While I’ve poured my heart, (soul) and brain into “research” on overall, functional health (in the rawest sense of the word), the nutrition portion of the story has taught me a rather valuable lesson. Although this lesson lingers on the wild side, or rather, the side of subconscious un-acceptance, I feel a profound urge to share this lesson with you. (Over and over again.)
My studies over the past several years espouse very specific views on health, however, the message that emanates above the specificity of it all is as follows: It appears more than necessary to challenge the status quo, and think for yourself, basing views regarding nutrition on what remains experimentally true rather than what is theoretically appealing. I have found it ideal to administer a goal of preaching anti-authoritarian logic, i.e. original thought, or rather, an attempt to calculate matters of health without the burden of dogma or doctrine. Trust your body’s innate intelligence over that of a rigid ideology. The industry (read: agricultural/medical/pharmaceutical/governmental), based off of such experimental health, looks to have unsubstantiated hypotheses rooted in profit and wealth, thus, a welcomed counterbalance to the mainstream’s regards of diet and nutrition would serve as a beneficial solution to the majority of the population (America)’s needs.

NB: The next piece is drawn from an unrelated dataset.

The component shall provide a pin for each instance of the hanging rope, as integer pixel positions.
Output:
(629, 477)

Contrary, no matter the popular vote, a one-size-fits-all diet does not exist. So even turning what I preach into doctrine or religion would not benefit your health entirely (even though I’m definitely always right about everything). Similarly, one could conclude that the usual “Ten Things To Eat To Live Forever” lists represent strategic foolishness (but appealing in theory). Rather, honoring the intelligence of your physiology by relying on your own biofeedback would produce empowering results.
However, that’s not to say that there isn’t a basic, logistic background of nutrition that proves rationally true under all circumstances, for instance: Sugar (real sugar) is therapeutic. Polyunsaturated fats (canola oil, vegetable oils of the like, seeds, nuts, leafy greens) elicit an estrogenic response and should be mostly avoided. Saturated fats (coconut oil, butter, animal protein) provide functional digestion and hormonal balance. Carbohydrates (tropical fruits, fruit juices, root vegetables) should be consumed as an optimal energy source. Coffee contains magnesium and is amazingly awesome.

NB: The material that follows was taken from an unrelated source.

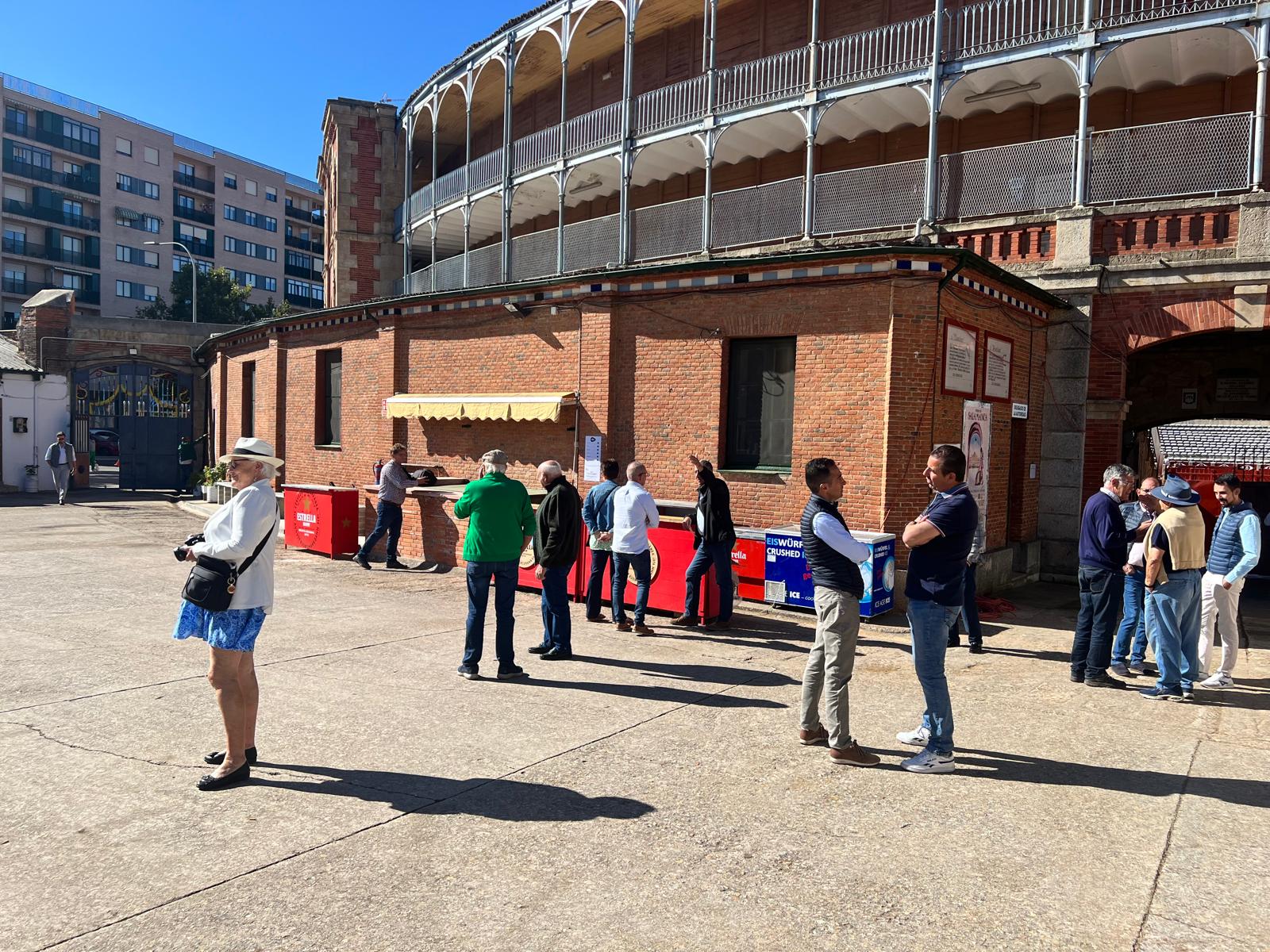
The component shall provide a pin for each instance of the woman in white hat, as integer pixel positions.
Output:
(237, 531)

Howbeit, continuing the role of devil’s advocate, while the above list is true and backed by radically independent, original ideas, as well as accommodated by straightforward, accurate science (source: Ray Peat, Lita Lee, Constance Martin, Josh Rubin, Paul Chek, Judith Walker DeLany), every one of us is substantially and physiologically different, at all times, and on different days; meaning what, where, how, how much, and in what ratios I eat may represent suicidal health for you. Which would, again, leave one to rely on basic biofeedback and the innate intelligence of our own person. (If you’re craving a burger, eat a freaking burger.) While leaving legroom for flexibility and adjustment.
Seeing as we live in a world that is dominated by corporate interests, let us not mistake the conceptual world for reality. Or our health will forever deteriorate. So it appears.